Le premier véritable disque de Pavement, en 1991, est une sorte de chef-d’œuvre. La presse fut unanime ; Rolling Stone magazine le fit 134 meilleur album de rock de tous les temps, et le plaça en tête de sa liste de l’année devant Nevermind et Ten de Pearl Jam.
On y assiste clairement à la montée en puissance de la personnalité de Malkmus et de son phrasé apparemment aléatoire, et l’on devine qu’il va incarner Pavement comme nul autre au sein du groupe. Slanted and Enchanted est un disque de rock brut, avec des morceaux trop abstraits pour du grunge, qui opèrent plutôt comme des vignettes offrant des visions approximatives et hantées.

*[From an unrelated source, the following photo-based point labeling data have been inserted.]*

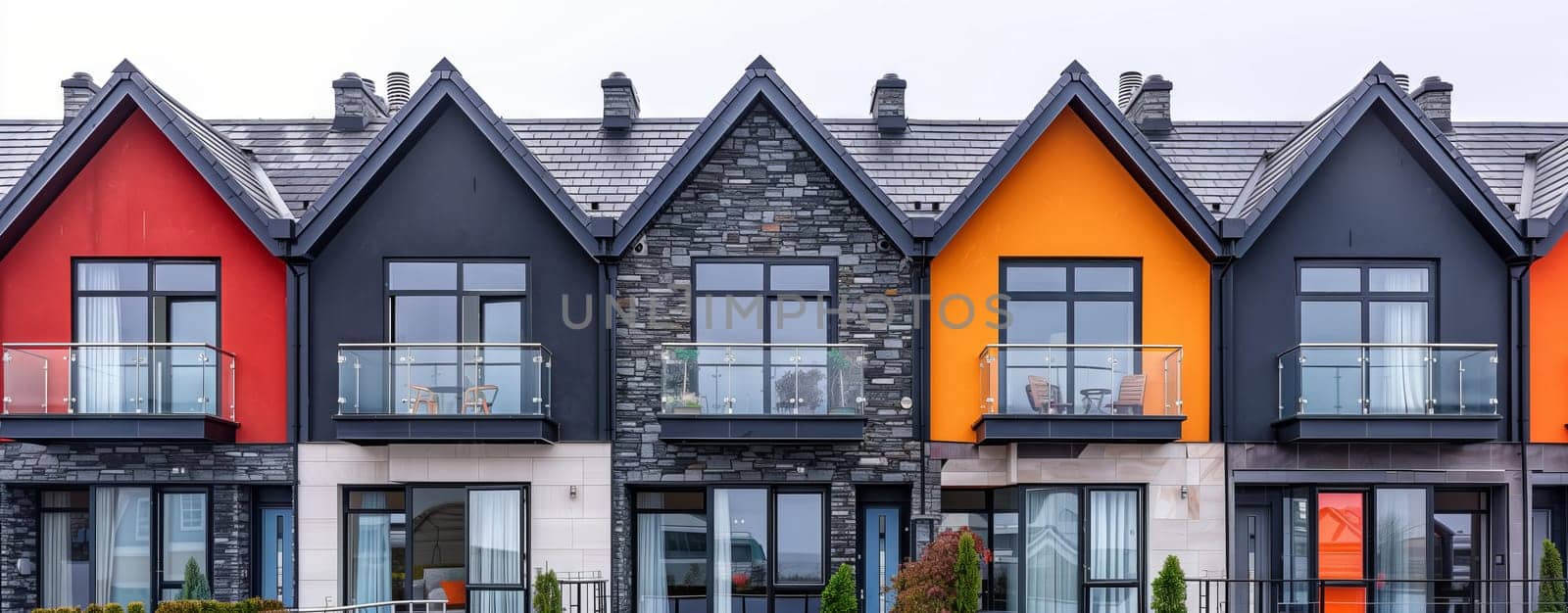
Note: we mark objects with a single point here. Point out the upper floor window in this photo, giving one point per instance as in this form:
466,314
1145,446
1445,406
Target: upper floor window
1364,303
1089,314
125,314
457,302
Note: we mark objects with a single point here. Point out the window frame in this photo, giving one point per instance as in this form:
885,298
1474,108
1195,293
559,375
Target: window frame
1364,298
389,295
1070,297
773,490
345,510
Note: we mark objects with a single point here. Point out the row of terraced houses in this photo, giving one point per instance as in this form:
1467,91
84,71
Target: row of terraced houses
420,352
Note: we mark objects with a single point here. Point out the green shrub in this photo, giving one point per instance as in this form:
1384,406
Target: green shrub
839,594
1552,589
966,576
1170,589
546,592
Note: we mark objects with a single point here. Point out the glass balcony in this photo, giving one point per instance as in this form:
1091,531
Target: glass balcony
762,380
1081,380
68,380
1388,380
436,380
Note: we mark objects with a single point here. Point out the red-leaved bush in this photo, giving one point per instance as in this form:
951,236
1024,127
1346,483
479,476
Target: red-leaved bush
930,585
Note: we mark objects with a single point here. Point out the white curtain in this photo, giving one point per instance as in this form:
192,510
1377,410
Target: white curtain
122,544
1113,535
653,592
1399,378
57,558
1051,573
721,589
370,544
494,537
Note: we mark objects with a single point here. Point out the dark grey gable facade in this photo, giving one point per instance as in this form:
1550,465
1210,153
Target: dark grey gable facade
1369,231
764,193
447,182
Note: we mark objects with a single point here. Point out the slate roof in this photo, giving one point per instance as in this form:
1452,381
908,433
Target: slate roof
922,171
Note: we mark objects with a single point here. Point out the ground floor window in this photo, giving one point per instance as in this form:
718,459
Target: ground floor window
744,549
122,544
462,544
1058,549
1399,549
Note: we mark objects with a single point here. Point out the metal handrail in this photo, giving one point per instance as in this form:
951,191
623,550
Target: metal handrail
1388,347
378,605
770,346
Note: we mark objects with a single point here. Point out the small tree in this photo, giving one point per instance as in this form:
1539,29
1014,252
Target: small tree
1170,589
546,592
195,587
930,584
839,594
966,576
1552,589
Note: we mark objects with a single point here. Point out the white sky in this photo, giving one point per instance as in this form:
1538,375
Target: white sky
963,59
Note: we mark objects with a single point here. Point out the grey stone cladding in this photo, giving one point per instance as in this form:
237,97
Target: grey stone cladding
229,471
764,195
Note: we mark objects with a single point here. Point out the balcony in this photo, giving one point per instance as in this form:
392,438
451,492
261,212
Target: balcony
118,393
472,393
762,393
1079,394
1388,393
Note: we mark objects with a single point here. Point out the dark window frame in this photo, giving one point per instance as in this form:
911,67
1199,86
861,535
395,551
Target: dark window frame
775,589
524,297
345,510
1366,297
1070,297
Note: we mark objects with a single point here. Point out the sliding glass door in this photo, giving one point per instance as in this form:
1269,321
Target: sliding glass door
1065,576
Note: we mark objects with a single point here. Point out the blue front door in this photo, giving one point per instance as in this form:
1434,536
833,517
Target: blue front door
276,535
882,532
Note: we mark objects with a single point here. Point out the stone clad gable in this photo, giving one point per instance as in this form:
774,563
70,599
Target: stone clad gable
762,195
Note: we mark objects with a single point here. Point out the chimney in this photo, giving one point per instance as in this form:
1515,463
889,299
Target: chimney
1435,98
78,90
355,104
621,107
1128,86
888,104
397,91
1152,107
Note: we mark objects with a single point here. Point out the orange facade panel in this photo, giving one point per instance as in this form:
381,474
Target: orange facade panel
1066,198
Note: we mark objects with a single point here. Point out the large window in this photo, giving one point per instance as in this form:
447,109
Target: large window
465,545
745,549
449,303
124,305
65,550
1081,550
747,303
1382,303
1070,303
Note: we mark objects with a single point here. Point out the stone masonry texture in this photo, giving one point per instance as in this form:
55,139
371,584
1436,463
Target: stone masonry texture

Comme tous les grands groupes, Pavement assimila ses influences les plus évidentes et, sans être vraiment originaux, les musiciens parvinrent à sonner différemment simplement parce qu’ils jouaient différemment. Ils ne cherchaient à ressembler à personne mais ne tentaient jamais désespérément de ne ressembler à personne. Ils semblaient conscients que la musique rock, au fond, n’était qu’un moyen de ne pas s’ennuyer, et d’échapper éventuellement à tout rôle politique et social dans un pays plein de mal-être et de paranoïa. De trouver un confort de vie. La musique de Pavement représentait la pulsion de liberté de cinq esprits que la morosité sociale aurait miné autrement.

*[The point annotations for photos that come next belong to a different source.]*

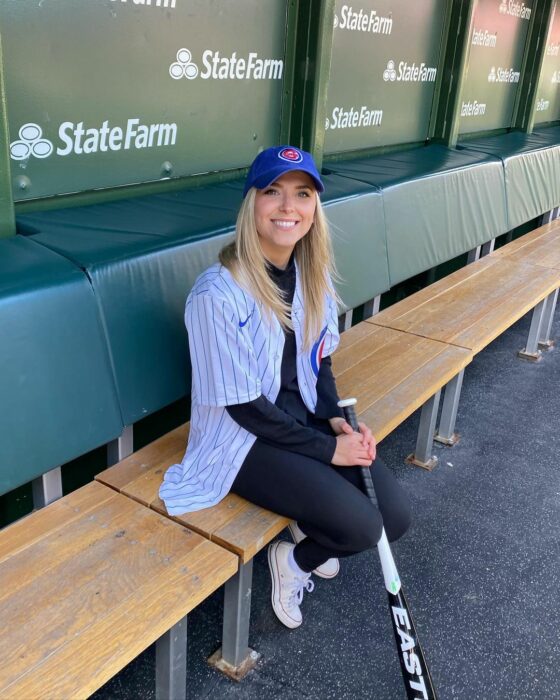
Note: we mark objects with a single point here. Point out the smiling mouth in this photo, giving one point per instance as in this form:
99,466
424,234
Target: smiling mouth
285,224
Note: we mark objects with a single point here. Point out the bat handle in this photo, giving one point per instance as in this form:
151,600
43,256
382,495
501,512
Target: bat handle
388,566
347,406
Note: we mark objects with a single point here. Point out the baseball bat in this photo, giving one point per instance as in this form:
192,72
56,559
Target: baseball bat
415,673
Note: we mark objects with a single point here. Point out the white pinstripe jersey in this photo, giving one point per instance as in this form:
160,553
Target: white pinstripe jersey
236,355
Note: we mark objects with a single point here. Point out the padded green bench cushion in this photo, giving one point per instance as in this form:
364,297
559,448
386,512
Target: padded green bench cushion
532,172
438,203
143,255
57,394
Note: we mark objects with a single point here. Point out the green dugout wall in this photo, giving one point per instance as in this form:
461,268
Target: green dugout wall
104,94
126,127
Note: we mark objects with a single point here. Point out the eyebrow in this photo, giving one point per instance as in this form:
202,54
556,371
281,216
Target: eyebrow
299,187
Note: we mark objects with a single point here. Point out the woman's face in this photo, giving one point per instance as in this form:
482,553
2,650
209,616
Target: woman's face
284,213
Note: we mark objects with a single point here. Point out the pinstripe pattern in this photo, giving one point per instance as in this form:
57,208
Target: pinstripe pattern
236,355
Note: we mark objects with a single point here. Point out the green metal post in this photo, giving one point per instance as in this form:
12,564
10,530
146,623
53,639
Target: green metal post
312,69
526,98
446,127
7,215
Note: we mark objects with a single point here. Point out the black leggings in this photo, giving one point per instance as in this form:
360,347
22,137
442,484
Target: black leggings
326,501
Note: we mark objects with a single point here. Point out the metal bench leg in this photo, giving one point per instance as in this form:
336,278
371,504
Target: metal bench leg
371,307
47,488
473,255
121,447
422,456
234,658
446,433
345,321
487,247
171,663
531,350
545,342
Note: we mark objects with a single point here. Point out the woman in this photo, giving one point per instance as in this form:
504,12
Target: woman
265,423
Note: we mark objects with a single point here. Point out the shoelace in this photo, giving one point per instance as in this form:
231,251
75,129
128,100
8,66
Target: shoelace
300,583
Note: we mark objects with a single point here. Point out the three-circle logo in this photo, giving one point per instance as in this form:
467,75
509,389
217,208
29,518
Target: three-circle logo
184,67
390,73
30,143
291,155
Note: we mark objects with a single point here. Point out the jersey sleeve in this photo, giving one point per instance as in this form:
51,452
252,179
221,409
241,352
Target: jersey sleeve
332,336
224,366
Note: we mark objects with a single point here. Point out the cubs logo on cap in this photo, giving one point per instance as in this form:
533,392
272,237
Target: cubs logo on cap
292,155
274,162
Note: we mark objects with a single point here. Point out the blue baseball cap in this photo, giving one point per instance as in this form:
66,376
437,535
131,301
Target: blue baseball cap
274,162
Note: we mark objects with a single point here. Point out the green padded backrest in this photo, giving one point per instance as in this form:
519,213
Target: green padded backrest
438,203
143,255
57,395
532,172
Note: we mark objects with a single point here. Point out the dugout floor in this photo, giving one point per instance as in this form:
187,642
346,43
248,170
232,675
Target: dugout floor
480,566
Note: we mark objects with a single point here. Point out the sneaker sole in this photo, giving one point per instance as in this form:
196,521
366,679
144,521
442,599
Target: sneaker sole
279,611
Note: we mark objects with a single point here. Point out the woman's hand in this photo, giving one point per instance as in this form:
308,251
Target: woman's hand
360,447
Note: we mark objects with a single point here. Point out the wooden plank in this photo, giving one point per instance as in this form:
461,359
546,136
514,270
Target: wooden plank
474,311
250,531
539,238
384,415
136,621
58,516
97,569
391,388
415,302
164,451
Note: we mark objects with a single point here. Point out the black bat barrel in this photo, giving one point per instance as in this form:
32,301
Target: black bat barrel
416,676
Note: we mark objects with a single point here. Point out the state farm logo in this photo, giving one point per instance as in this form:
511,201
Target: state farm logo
390,74
409,72
353,118
154,3
473,108
363,21
75,138
515,9
503,75
183,67
232,67
30,143
482,37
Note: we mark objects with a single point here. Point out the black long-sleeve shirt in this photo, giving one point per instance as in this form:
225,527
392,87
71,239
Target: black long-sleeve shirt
287,423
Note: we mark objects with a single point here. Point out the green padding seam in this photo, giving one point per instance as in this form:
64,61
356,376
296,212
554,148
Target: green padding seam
57,395
143,256
438,203
532,171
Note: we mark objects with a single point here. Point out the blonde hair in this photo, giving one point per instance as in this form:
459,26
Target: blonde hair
313,253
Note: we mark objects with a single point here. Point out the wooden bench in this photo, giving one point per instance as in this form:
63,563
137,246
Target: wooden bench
89,582
541,248
469,309
392,374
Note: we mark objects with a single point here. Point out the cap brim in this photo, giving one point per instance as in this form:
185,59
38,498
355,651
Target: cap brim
267,178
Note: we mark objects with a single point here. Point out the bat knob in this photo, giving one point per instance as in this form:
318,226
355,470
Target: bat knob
345,403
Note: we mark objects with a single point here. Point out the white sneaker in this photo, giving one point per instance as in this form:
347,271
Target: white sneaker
287,586
327,570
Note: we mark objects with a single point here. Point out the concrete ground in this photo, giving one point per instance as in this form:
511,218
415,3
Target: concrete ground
480,566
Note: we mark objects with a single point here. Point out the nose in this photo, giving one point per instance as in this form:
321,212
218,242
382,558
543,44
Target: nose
287,202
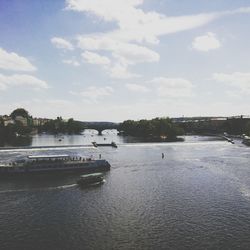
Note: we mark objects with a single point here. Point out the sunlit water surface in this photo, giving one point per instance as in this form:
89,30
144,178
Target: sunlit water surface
196,197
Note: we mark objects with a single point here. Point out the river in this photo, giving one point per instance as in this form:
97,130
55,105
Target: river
196,197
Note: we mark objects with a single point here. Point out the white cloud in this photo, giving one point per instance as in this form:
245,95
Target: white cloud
237,79
120,71
72,62
12,61
22,80
172,87
61,43
134,27
137,88
138,25
94,58
206,42
93,93
126,52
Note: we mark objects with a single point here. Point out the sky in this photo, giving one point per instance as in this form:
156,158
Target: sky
113,60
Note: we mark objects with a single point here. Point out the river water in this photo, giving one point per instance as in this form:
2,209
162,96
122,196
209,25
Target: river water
196,197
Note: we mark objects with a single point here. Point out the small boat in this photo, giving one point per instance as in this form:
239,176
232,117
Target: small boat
94,178
246,140
112,144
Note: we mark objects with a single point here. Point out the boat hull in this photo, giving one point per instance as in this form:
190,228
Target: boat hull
98,165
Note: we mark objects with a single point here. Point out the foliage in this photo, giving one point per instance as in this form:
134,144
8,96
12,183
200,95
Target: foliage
59,126
19,112
158,127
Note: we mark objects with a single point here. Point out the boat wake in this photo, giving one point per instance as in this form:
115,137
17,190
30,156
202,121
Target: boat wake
37,189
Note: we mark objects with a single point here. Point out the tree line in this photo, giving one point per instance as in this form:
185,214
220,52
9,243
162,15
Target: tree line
155,128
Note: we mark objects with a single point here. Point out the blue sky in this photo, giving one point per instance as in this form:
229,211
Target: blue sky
115,59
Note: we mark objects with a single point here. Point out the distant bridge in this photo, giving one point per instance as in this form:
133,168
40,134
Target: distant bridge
101,126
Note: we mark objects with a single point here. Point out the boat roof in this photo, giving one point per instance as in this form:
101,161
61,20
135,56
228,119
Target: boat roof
47,156
91,175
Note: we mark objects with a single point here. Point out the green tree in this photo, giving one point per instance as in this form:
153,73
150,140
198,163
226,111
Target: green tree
19,112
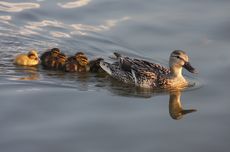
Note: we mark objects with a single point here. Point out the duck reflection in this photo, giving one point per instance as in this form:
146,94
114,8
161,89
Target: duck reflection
29,73
176,110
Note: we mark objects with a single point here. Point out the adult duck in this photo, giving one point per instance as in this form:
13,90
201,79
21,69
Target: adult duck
145,74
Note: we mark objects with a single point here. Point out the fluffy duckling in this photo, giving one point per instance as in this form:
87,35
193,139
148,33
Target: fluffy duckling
53,59
29,59
77,63
95,65
59,63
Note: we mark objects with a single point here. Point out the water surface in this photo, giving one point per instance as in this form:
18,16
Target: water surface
43,110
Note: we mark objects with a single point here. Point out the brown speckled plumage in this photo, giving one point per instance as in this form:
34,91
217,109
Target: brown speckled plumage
149,75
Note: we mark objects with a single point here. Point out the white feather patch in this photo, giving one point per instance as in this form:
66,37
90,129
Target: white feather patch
105,67
134,76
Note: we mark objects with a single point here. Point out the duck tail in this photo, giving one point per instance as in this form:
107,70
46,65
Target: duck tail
106,67
117,55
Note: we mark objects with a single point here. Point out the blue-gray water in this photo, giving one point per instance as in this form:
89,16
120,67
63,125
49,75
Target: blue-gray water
48,111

De nombreux imitateurs du son du groupe apparaîtront, décidés à adopter une attitude aussi ouverte que Pavement, mais ils ne décolleront pas malgré le fait que Pavement faisait volontiers jouer de tels groupes en première partie de leurs shows. En 1993, la scène américaine underground était envahie de groupes à l’esthétique empruntée à Pavement. C’est aussi à cette époque que l’étiquette « rock alternatif » devient un label commercial utilisé par les radios.
Qu’ils aient rencontré une réponse enthousiaste dans leur pays longtemps avant de réussir à s’exporter n’est pas inhabituel. Les américains ont toujours trouvé d’instinct les meilleures sources de divertissement ; d’une part celles qui s’avèreraient les plus populaires (Hollywood…), et d’autres part les plus nobles, comme Pavement et pas mal d’autres groupes qui ont suscité une passion un peu similaire – avant de s’imposer ou non, comme des formations vraiment importantes et capables de toucher des gens dans le monde entier.

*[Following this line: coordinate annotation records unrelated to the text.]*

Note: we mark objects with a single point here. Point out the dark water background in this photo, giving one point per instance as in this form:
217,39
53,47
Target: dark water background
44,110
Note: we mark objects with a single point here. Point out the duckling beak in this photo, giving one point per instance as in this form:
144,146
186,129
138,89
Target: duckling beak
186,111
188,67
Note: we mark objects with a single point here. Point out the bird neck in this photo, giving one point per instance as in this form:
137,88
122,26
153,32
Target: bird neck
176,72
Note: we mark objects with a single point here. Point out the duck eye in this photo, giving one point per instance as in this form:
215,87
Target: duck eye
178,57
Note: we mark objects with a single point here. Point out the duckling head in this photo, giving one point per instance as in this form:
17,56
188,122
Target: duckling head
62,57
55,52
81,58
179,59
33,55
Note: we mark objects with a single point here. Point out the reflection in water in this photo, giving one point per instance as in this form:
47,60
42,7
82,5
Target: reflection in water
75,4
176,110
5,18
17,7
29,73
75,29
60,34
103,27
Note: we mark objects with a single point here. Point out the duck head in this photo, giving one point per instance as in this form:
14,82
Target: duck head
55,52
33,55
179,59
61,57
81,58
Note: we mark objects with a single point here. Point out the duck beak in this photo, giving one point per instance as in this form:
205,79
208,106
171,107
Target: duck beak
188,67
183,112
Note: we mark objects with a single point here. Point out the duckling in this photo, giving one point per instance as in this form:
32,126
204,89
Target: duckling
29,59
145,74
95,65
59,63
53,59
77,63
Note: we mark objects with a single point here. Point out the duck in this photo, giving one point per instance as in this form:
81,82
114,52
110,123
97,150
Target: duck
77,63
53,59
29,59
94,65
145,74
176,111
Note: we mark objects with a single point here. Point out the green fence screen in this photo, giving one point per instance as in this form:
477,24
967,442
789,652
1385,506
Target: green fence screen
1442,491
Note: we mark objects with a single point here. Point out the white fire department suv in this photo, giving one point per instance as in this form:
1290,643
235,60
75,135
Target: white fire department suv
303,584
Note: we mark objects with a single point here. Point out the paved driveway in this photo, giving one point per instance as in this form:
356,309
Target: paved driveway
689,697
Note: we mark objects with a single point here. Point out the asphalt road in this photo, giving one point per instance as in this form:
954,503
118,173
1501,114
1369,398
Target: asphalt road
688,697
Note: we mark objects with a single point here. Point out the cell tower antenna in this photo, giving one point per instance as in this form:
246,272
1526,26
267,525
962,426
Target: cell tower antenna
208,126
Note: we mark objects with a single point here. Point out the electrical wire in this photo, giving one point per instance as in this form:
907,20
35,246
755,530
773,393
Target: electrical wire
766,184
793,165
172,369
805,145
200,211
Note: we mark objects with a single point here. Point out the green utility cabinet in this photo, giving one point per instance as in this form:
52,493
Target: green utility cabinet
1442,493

Pas nécessairement rapide, volontiers psychédélique, et surtout juvénile, la musique de Pavement surprennait sans cesse. Les gens qui l’écouitaient sentaient qu’ils faisaient partie, d’une certaine manière, de l’énergie véhiculée par cette musique ; qu’en la laissant se propager, en la partageant, ils la rendaient plus forte. Que le fait d’accepter Pavement, et d’écouter ce groupe était une manière de rentrer dans le jeu de Malkmus et de sa bande, d’ajouter encore à leur pertinence.
On peut rapprocher Pavement du mouvement punk, dans lequel l’énergie du public devait répondre d’intensité à celle des musiciens, pour créer finalement un élan qui pouvait faire tomber toutes le barrières.
Matador, leur second label, les décrit comme marquant « le point où le post-punk se transforma en rock alternatif ».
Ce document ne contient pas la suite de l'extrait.